Flipboard is the Internet equivalent of the Eleven O’Clock News. Sure, you still get to decide when, where and on what you read your Flipboard-icized content, but whereas Pulse and every other news reader I’ve looked at lets—demands, actually—that you decide where you get content from, Flipboard wants to be your editor.
I’m truly conflicted about this.
Flipboard is ridiculously good. It looks great. It works in a way that just plain makes sense. And once you figure out how to customize Flipboard you’ll find that it’s uncannily adept at showing you what you want to see, in the order you want to see it. But there’s that “It has no options” feel to Flipboard.
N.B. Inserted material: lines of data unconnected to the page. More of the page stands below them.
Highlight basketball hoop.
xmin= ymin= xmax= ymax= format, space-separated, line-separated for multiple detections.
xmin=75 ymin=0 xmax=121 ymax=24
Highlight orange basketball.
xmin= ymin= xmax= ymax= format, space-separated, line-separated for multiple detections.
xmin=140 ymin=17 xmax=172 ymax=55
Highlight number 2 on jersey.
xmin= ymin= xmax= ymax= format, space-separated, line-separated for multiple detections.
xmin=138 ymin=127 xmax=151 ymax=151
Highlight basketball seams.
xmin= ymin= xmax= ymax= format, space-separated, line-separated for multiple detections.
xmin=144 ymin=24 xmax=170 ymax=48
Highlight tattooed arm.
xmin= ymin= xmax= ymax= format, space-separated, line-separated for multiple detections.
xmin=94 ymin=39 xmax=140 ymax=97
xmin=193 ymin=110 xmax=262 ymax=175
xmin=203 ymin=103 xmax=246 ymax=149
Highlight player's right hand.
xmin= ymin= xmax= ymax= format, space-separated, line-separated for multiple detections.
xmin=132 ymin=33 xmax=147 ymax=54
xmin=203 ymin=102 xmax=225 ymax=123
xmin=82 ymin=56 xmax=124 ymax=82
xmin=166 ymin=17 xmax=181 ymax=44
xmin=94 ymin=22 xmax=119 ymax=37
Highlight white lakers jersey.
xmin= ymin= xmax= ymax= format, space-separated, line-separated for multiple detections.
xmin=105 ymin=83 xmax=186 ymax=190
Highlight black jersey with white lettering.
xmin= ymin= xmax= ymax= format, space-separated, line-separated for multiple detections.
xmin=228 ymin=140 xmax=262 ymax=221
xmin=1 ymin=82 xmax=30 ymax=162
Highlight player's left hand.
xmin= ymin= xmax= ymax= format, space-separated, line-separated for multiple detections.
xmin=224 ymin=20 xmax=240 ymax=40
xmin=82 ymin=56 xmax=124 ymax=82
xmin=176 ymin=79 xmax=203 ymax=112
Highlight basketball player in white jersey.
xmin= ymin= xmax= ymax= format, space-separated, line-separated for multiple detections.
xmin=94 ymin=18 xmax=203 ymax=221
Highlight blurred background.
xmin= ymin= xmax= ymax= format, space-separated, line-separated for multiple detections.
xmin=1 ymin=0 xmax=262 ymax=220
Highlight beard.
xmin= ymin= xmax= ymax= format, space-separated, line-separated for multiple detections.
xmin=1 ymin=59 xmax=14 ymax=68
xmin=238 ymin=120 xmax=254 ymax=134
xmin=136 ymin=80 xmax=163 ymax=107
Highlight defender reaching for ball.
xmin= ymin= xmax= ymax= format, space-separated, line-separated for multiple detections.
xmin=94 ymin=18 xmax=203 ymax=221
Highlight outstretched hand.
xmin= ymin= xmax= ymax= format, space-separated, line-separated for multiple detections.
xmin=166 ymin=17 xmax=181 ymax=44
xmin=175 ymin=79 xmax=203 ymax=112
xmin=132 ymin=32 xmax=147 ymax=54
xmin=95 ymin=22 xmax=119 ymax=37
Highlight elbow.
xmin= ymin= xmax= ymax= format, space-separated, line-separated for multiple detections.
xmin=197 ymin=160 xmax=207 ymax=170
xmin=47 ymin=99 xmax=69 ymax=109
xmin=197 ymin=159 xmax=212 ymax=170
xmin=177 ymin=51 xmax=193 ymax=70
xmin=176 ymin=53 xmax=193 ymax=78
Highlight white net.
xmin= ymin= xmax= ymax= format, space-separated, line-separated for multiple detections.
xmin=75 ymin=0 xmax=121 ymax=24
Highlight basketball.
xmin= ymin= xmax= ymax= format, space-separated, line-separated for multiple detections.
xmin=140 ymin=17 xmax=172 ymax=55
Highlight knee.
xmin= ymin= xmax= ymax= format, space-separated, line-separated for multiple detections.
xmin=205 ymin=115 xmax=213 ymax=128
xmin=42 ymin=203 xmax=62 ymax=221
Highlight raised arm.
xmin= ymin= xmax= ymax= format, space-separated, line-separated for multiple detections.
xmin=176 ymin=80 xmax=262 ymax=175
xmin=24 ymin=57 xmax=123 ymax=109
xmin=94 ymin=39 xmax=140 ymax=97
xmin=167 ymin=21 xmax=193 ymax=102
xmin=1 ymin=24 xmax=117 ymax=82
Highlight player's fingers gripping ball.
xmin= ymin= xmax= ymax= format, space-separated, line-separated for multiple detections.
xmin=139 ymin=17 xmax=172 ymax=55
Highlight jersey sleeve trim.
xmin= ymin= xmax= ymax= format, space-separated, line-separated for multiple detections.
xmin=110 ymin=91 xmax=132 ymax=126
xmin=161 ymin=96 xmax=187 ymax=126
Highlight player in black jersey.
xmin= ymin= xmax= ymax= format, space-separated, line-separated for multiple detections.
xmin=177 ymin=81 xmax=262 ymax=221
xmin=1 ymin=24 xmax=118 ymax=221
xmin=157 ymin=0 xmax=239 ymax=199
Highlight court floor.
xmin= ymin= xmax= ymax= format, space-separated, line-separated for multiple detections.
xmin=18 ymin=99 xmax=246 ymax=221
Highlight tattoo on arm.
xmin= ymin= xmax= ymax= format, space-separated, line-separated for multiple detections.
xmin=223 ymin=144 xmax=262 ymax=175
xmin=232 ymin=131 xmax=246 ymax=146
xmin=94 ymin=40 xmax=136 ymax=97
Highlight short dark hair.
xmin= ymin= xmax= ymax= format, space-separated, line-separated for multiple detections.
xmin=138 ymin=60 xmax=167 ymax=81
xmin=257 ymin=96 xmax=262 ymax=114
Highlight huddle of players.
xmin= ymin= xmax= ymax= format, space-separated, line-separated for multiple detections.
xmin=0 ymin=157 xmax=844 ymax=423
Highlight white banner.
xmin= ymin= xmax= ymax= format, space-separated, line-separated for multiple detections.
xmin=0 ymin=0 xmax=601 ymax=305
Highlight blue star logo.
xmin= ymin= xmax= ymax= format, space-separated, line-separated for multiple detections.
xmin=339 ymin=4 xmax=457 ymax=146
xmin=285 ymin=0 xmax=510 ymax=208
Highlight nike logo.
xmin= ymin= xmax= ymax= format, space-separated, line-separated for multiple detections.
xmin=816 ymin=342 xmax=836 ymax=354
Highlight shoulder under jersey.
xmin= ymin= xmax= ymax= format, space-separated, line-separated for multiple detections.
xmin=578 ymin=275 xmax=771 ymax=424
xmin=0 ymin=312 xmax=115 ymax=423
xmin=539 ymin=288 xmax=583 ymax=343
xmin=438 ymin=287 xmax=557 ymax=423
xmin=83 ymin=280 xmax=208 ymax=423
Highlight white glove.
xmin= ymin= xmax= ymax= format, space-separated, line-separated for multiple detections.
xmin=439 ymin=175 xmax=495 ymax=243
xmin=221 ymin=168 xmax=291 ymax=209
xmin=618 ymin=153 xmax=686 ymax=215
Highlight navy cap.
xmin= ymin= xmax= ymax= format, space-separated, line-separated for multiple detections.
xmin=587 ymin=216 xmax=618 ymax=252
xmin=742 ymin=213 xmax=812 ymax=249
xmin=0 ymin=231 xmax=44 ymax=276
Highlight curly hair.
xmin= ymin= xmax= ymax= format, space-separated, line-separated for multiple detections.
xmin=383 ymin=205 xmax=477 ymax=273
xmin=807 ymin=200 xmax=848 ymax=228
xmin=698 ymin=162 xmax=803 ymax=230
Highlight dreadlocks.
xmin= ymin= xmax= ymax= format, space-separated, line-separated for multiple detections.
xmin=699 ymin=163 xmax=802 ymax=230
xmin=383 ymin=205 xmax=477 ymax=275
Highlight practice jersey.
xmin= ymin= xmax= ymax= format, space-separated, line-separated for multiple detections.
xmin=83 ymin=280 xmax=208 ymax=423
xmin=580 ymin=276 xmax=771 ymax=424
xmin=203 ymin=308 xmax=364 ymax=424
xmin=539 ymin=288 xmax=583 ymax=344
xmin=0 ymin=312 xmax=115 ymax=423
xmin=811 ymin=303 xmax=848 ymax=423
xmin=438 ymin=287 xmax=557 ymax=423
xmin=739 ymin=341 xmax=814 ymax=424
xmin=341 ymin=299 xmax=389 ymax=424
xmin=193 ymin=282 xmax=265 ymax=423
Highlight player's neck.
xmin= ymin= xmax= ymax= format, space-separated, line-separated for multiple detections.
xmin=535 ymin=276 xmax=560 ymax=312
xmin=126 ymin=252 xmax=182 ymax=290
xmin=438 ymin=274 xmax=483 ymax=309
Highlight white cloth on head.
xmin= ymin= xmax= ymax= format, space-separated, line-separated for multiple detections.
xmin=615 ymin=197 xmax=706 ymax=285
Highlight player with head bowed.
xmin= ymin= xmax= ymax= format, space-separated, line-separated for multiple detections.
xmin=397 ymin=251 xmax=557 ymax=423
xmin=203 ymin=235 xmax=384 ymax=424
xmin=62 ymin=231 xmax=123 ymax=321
And for better or worse, that’s the point.
Does your news reader really need to have “options”? Flipboard isn’t productivity software, like Google Drive. And although I still say I find Flipboard to have an obtuse and unintuitive set-up, once it’s running Flipboard is easy (this is no “computers are too hard” issue). And presumably, Flipboard—at least once you can get a copy legitimately—won’t require you to make upgrade decisions.
No, the issue with Flipboard is that it’s so easy to believe it to be uneditable that for many users selecting Flipboard will amount to giving it de facto control over what news you see.
Which is great news indeed if you’re Flipboard. Business Change? You betcha! Flipboard can become the one and only news outlet you go to.
But that brings us full circle to an issue that I’ve talked about quite a few times. As a huge aggregator, Flipboard can become part of the problem with too-much-to-consume journalism, where opinion passes as fact. And more than likely that change will happen without Flipboard ever intending it!
Half-baked ideas aren’t journalism. If you work for the company you write about, that’s not journalism, either. Aggregation? Not the real deal, despite what AOL and The Huffington Post believe.
But Flipboard sure is one pretty App. Go get it. And then, before you rely on Flipboard to tell you what you need to know, please think.